Innovation in the Classroom

One of the big changes for me moving from my last school to St Francis of Assisi has been the amount of time I spend in my car travelling to and from work.

I have found a way to spend the time - listening to podcasts!

I came across this podcast - an interview with Dr Tony Wagner and as I listened to it I couldn't help thinking that this would be great for our community to listen to as we start to think about the vision we will have for our school and our students.

Dr. Wagner tells how teachers must change the way they view education in order to help students ready themselves for the careers of tomorrow.

You can listen to the whole podcast here.

Here are some of the ideas...

Dr Wagner talks about schools that are involved in a deeper learning initiative. We no longer live in a knowledge economy - we live in the innovation era and what does this mean for our students today?

There is no longer a competitive advantage to knowing more than the person next to you.

The world doesn't care about what you know - but cares about what you can do with what you know.

Those who are most likely to succeed are not those good at school and managed to get diplomas or degrees - the future will demand a very different set of skills and dispositions.

Children are going to need to: (this list is not exhaustive)

- learn through trial and error
- learn to take risks
- create
- communicate
- collaborate
- think critically

"It's an entirely different set of habits and dispositions. It's not skills instead of knowledge - Knowledge matters - academic content matters. That's the easy part. Skills matter more than academic content." 

And intrinsic motivation matters most - if you are intrinsically motivated you will continuously acquire new skills and the content knowledge you will need to succeed.


There is a challenge here to get people to understand our changing world, to have a different vision, we are living in the midst of the change and therefore it is hard sometimes for people to see past what they know. 

How do we shift that culture of "it worked for me and it should work for them?"

Dr Tony Wagner was involved in the creation of the film "Most Likely to Succeed."  one of the purposes of this movie was to create discussion around this topic - How the world has changed and what should be the education priorities around this change?

We need to be innovative, but innovative with good research behind us. We need to encourage our teaching staff to do the research and trial different innovative ideas.
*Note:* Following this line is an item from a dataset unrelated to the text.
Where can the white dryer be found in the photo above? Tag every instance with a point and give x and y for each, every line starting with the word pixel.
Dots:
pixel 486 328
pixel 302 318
Support this innovation with a budget. Work together to create these new practices. Encourage our staff to work collaboratively - isolation is the enemy of innovation. We need to encourage teams of teachers to work together to and take risks.

What does this mean for us at St Francis of Assisi Catholic School?

- We are challenged to share information about our changing world with our parent community
- We are challenged to have a good evidence based rationale for what we are doing 
- We are challenged to share research and evidence with our parent community
- We need to visit other schools that are on the same path as we are and unpack what they are doing that takes learning deeper
- We are challenged to evaluate our programmes in order to ensure that we are taking learning deeper.